Climbing the Cajon pass was the first time I got the “visual” that from when we came (Los Angeles) and to where the road was heading (Las Vegas) was IN the desert.
All I wanted to do was drive THROUGH what we were seeing so we could GET to the desert, which was our destination.
That was it. I, too, have held the perception that desert is just a place to get through on your way to something else
The turning point (no pun intended) was when we turned off of I-15 East toward Afton Canyon, known by guide books as the “grand canyon of the Mojave.” We lunched at a picnic table in a windy spot, then took a short walk near the railroad tracks, then got in our car to drive thru the base of the “canyon”.
Not quite the spectacle of the Grand, but mighty none the less. Sandstone walls, many shades of gray, teased me to come back when the light would be less flat to see them as pink.
Here we entered that “zone” where time begins to slow down. The silence starts to envelop you. And what I remember I love about the desert tickles me onward.
We broke the spell slightly when we stopped in Baker for gas, bought a few post cards and fire wood, then re-entered the desert “zone” along the road inside the Mojave National Preserve leading to Kelso (aptly called Kelbaker road).

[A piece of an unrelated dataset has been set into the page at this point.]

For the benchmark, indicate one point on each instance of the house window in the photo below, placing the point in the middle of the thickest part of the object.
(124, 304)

Once at the Kelso Depot we stopped briefly in the visitor center to buy some stamps, then when I asked where I could mail something was told, right over there by the trees, you can’t miss it.

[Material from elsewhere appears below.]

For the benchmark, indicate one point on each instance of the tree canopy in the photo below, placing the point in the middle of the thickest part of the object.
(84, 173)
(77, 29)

We walked by numerous sets of trees seeing nothing that looked anything like a mail box, got back in the car, and began to drive onward, when we noticed, believe it or not, a mail slot box for receiving and sending mail, right beneath, yes, another set of trees.
We then followed the written instructions to the tee to the Granite Mountain Research Center where we were to spend a few nights and meet with Jim Andre, a noted botanist who runs the center; someone we sensed would be pivotal in guiding us as to what to see to possibly include in the film, and known by many in the desert as a “poet” of the place.

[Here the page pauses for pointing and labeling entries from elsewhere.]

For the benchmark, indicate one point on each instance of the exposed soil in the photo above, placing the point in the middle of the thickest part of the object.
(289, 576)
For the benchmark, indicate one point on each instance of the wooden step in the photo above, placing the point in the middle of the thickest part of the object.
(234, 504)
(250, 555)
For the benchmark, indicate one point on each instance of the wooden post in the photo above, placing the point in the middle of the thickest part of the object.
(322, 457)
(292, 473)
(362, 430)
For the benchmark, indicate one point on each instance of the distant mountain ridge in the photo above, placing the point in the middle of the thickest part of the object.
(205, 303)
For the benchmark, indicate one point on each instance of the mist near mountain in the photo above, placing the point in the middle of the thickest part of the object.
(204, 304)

Once inside the funky gated area, we were pleased to find ourselves off the grid, among these granite pilings of rocks, the moon about to come out, the wind threatening to grow in intensity and our hosts welcoming us, settling us in for the night, and showing where to cook our own meal for dinner, etc.
We settled in for a nights sleep awakened many times by howling winds, sparkly moonlight, and dry desert air. We had arrived. This is the Mojave.